Von Dr. Karlheinz Bayer erreichte uns ein Leserbrief zum Podcast „Gibt es Antisemitismus auch in Praxen jüdischer Ärzte, Dr. Schuster?“ mit Dr. Josef Schuster, den wir hiermit veröffentlichen:
„Das gemeinsame Feindbild verbindet jetzt Rechte, Linke und Menschen mit Migrationshintergrund.“ Als sozialliberaler Christ und als Arzt verbiete ich mir solche Sätze! Mich verbindet kein gemeinsames Feindbild mit den Rechten, und ich sehe nicht einmal ein Feindbild bei allen Linken. Ich selbst bin ein Mensch mit Migrationshintergrund von Vater- und Mutterseite. Schon deswegen ist Migrationshintergrund kein Schimpfwort oder kein Attribut einer Randgruppe – genauso wenig wie die Zugehörigkeit einer Rasse oder einer Religion.
In meinem Bekanntenkreis weiß ich per Zufall eine jüdische Ärztin und mehrere Ärzt:innen mit erkennbar arabischem Migrationshintergrund, von denen ich nicht einmal weiß, welcher Religion sie angehören.
Der geschätzte Kollege Josef Schuster beschwört – obwohl er selbst nie solche Erfahrungen gemacht hat – Zeiten, in den es hieß, „Kauft nicht beim Juden, geht nicht zu einem Juden als Arzt.“ Seit dem 8. Mai 1945 sind solche Sätze keine deutschen mehr. In diesem Deutschland des Jahres 2023 erlaube ich mir zu sagen, dass der Vernichtungskrieg gegen die Hamas den der umstrittene israelische Ministerpräsident gerade gegen das Votum der UN-Mitglieder betreibt, auf die Ermordung unzähliger Zivilisten hinausläuft.

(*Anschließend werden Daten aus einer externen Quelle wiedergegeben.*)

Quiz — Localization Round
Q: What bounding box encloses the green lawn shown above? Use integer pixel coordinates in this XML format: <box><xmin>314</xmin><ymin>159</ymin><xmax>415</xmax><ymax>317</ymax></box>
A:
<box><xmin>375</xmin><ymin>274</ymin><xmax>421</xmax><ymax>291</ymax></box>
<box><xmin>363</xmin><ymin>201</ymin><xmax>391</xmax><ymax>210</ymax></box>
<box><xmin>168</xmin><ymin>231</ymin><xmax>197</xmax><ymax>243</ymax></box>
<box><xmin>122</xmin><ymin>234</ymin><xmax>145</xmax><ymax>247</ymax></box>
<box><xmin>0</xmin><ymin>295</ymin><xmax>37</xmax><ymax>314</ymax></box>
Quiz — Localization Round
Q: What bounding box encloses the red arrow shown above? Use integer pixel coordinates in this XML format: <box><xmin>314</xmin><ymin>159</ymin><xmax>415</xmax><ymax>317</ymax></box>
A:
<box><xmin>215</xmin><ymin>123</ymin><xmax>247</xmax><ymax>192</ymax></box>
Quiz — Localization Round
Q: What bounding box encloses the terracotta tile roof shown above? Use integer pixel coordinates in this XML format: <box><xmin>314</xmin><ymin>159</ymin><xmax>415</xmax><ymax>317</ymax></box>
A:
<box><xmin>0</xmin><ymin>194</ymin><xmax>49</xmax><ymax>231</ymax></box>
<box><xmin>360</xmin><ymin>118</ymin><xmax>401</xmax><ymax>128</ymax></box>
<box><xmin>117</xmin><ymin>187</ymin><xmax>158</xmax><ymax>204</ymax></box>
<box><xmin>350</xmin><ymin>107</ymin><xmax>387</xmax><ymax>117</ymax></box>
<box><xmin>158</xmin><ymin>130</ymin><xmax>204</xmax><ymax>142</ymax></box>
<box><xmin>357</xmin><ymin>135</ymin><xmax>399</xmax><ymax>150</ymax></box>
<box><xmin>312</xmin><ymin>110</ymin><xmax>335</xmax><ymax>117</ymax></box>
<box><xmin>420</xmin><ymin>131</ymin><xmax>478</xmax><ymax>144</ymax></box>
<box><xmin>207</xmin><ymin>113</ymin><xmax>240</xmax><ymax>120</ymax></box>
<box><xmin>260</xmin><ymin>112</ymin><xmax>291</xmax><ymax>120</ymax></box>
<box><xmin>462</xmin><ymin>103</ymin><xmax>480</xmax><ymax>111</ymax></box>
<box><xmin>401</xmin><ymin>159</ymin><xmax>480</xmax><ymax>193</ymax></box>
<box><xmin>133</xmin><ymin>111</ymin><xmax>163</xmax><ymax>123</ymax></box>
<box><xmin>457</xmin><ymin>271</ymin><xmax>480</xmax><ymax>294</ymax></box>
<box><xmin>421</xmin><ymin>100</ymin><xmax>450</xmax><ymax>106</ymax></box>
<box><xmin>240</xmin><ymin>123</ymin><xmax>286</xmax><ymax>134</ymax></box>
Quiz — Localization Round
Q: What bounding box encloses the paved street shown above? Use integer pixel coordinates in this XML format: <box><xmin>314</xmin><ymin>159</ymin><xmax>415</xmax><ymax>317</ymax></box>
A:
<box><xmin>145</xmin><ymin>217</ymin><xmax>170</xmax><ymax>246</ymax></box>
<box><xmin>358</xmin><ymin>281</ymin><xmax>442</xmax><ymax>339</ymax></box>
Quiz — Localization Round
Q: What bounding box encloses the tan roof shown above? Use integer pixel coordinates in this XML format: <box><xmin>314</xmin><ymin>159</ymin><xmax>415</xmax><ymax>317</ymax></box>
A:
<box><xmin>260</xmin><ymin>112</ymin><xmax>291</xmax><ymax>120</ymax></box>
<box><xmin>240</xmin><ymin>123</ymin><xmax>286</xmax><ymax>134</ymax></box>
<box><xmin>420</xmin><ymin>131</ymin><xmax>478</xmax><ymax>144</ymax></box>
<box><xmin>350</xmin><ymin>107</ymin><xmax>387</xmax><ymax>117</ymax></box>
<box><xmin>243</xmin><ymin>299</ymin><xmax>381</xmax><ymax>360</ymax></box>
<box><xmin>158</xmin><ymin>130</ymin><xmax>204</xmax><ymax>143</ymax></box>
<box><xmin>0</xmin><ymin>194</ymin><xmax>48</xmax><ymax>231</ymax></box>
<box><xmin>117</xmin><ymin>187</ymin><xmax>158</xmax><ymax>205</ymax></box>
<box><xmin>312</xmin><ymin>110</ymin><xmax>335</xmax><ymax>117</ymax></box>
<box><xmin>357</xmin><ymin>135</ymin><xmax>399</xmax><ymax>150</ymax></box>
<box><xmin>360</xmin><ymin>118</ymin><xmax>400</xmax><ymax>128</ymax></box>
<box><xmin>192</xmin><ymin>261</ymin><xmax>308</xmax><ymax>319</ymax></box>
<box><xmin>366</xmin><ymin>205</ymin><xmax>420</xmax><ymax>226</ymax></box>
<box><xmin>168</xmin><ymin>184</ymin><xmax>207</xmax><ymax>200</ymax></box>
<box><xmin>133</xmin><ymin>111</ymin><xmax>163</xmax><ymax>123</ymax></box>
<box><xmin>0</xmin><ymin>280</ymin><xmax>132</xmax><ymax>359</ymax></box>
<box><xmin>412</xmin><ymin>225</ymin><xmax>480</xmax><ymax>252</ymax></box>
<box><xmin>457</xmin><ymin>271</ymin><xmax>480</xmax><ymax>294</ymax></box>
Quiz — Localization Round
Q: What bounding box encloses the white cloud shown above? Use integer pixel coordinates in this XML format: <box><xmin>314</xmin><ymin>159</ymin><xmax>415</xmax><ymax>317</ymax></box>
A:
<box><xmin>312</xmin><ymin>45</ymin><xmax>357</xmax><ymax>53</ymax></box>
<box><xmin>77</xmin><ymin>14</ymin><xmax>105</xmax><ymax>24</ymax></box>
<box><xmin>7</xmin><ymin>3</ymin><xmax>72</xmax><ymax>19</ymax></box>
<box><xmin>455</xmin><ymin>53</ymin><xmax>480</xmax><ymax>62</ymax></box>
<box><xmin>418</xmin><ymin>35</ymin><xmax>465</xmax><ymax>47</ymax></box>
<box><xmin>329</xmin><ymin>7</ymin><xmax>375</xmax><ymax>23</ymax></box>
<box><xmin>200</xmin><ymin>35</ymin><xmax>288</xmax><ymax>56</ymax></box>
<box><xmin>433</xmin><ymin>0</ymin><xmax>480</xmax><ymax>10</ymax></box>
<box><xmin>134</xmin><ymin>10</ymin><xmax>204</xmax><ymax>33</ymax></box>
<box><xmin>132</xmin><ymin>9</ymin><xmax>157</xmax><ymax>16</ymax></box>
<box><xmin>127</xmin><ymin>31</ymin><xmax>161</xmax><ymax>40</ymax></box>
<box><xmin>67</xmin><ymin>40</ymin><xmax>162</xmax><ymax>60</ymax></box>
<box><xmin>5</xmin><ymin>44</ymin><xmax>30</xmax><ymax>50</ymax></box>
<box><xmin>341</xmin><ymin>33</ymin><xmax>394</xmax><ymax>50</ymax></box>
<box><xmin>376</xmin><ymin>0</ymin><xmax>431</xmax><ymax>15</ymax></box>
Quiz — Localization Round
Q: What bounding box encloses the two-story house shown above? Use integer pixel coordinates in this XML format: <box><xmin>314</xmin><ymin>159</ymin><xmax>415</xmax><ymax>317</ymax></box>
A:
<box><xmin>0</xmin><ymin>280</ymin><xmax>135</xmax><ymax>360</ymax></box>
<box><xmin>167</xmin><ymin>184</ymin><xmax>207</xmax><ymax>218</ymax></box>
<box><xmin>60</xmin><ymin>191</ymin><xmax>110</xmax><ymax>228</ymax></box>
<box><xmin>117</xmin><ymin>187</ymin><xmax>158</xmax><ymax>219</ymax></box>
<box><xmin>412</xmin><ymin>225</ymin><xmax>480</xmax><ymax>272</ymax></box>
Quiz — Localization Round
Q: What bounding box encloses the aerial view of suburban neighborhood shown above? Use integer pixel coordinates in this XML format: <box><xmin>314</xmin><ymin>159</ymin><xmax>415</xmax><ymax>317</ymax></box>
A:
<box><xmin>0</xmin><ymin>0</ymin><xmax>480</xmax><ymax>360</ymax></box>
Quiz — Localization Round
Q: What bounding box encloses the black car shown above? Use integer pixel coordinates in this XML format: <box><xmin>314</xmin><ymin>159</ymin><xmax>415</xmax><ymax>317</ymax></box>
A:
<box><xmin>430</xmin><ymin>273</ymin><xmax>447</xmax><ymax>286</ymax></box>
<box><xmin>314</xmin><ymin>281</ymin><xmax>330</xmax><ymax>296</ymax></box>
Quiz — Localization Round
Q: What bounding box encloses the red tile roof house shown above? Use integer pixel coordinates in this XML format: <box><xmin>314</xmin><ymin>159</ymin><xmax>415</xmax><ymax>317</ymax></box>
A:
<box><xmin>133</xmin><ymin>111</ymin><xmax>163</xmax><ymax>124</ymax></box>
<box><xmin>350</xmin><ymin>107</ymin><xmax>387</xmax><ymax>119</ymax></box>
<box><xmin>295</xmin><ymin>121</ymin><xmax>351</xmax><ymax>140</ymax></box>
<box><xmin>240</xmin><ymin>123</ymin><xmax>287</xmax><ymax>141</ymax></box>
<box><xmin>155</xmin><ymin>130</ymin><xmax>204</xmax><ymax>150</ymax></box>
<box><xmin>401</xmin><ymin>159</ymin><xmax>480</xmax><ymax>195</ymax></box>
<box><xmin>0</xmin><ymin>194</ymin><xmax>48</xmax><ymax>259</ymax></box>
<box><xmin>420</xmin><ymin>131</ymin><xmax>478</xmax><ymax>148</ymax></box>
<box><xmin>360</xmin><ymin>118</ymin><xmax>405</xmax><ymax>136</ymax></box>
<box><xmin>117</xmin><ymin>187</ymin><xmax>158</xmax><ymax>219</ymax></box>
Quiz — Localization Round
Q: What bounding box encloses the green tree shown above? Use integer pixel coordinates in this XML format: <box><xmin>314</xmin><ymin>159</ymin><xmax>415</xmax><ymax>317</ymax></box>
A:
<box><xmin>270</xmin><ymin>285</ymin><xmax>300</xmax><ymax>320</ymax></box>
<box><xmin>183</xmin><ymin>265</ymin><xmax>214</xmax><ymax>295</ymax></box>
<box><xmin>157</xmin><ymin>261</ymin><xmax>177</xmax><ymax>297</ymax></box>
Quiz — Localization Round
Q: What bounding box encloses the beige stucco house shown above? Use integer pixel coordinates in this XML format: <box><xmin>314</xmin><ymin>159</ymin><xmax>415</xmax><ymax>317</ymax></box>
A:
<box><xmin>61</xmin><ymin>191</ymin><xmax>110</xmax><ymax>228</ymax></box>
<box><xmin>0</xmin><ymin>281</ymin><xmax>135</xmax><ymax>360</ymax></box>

Ich ziehe keine Parallelen zum Holocaust und könnte genauso gut den Massenmord eines Pol Pot oder die US-Massaker in My Lai nennen. Was Netanjahu da macht, fördert Antisemitismus mehr als alles andere, nicht das, was Kollege Schuster so empfindet, obwohl er persönlich antisemitische Äußerungen in der Praxis nie erlebt hat. Ich werde mich dafür einsetzen, dass das so bleibt, fordere aber auch den sofortigen Waffenstillstand im Gaza-Streifen.
Schalom, Salaam, MIR, Peace und Friede!